We see the interior of a railroad car from a slight angle and above. In one seat, near a window, sits a young white woman and a large black woman in a maid’s outfit. Behind them is a white man with a large nose. The white woman is reading, but the man behind her strikes up a conversation. We can see by her reactions that he is being somewhat forward, and that she’s embarrassed, but the maid keeps smiling broadly. Suddenly the screen goes black (the train enters a tunnel). When the lights come up again, we see that the white woman and the black woman have changed places, and the masher is now kissing the black maid! He shows extreme embarrassment and consternation and hides behind his newspaper.

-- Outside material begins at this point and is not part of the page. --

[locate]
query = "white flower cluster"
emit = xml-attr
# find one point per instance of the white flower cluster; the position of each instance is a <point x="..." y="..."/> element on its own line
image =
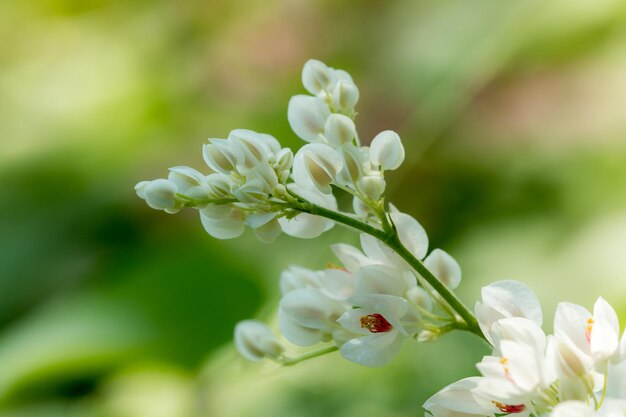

Part of the reason that this movie still “works” in the context of modern sensibilities is that the only person shown as having racist attitudes is the masher, who we already don’t like because he is forcing his attentions on the white girl. In a totally non-racially charged context, the movie can still work: he is attracted to one girl and not the other, and gets tricked into kissing the wrong one in the dark. However, the known racial order makes this more effective: he isn’t just annoyed that he’s kissed the “wrong” woman, he’s worried about the judgment of others on the train who have seen him kissing a black woman. If you analyze it more closely, the racism under the surface becomes clearer. The black woman is in on the joke from the outset – we conclude from her smile that she has a plan to get rid of this obnoxious fellow from the beginning – but doing so requires her to experience the humiliation of being the butt of that joke. She has to accept being seen as undesirable or not entirely human by onlookers in order to effect her punishment on the villain (this would still apply if she were just a fat white woman in the same role, but it has further implications because of her race). It’s notable that they brought in a real African American for this role, instead of a woman or even a man in blackface.
Director:Edwin S. Porter
Camera: Edwin S. Porter
Starring: Gilbert M. Anderson, Bertha Regustus
Run Time: 1 Min, 20 secs
You can watch it for free: here.
Why and how is this not likely to “offend modern viewers?” What viewers are you considering? The fact that this short plays on race, class and gender, have you considered the degree to which this speaks of Western standards of beauty? This film is clear: Black women are not desirable. It is but a joke to kiss one. It is but a mistake to have kissed one. It is but for the entertainment and subversive desires of a white woman. Clearly, she is the one manipulating the Black woman who appears likely her servant and the man, who is wooing her. She wishes to “teach” him a lesson or simply dissuade his advances and her decision is to have her servant, a black woman, be the recipient of unwanted advances and to be forced to accept this action but as a game for her mistress to execute and enjoy.
Thank you for your comment. I find myself in essential agreement with what you say, and it seems to me that I made some of those same points in the third paragraph of the review. Nonetheless, the opening line is awkward, and five years later, I don’t think I would say it that way. What I _think_ my not-so-much-younger self was trying to say was that while many wouldn’t see the harm in the movie, it looks pretty ugly under closer examination. I don’t like to edit these posts too heavily, leaving them as a kind of diary of where my thinking was at the time of posting, but I’m going to give myself a day or two to think about it, in this case.